El mecanismo jurídico se sustenta en los artículos 192 y 140 de la Constitución Política, así como en el artículo 33 de la Ley Quinta de 1992, y establece que la autorización para el cambio de sede es excepcional y aplica únicamente para la sesión de posesión presidencial. Una vez finalizada la ceremonia, la sede del Congreso regresa automáticamente al Capitolio Nacional. El trámite no requiere mayorías calificadas: basta la mayoría simple con cuórum decisorio en cada cámara, es decir, Senado y Cámara deben aprobar la proposición por separado. Los secretarios generales del Senado y la Cámara ya emitieron un concepto institucional señalando que la Constitución sí permite el traslado y que el juramento sería válido una vez aprobado por el Congreso.
«Vamos recogiendo firmas para la proposición para autorizar el traslado del Congreso en ocasión de la posesión presidencial de @ABDELAESPRIELLA con el fin de tener un apoyo mayoritario en esta discusión en la Cámara de Representantes»,
Carol Borda Acevedo, Representante a la Cámara por Bogotá (Movimiento de Salvación Nacional)
La propuesta responde a una promesa de campaña del presidente electo Abelardo de la Espriella, quien anunció desde antes de las elecciones su intención de tomar juramento en una guarnición militar como reconocimiento institucional a la fuerza pública. La Corte Constitucional, mediante la Sentencia C-332 de 2025, reiteró el carácter solemne del juramento presidencial ante el Congreso, pero precisó que la Constitución no fija una sede determinada para ese acto. Asimismo, dejó claro que la autorización para el traslado corresponde exclusivamente al Congreso, y no al Gobierno saliente ni al entrante.
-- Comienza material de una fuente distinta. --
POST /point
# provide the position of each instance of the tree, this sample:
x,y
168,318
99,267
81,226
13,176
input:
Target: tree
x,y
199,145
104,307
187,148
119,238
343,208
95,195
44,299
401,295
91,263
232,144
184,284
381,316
El concepto institucional de los secretarios generales recomienda que el trámite se resuelva con suficiente anticipación para facilitar la logística, la seguridad, el protocolo y la organización del evento, aspectos que serán clave para la ceremonia del 7 de agosto de 2026. La proposición radicada marca el inicio de un debate que, de aprobarse, convertirá a una guarnición militar en el Cauca en el escenario de una transmisión de mando presidencial sin precedentes en la historia reciente de Colombia.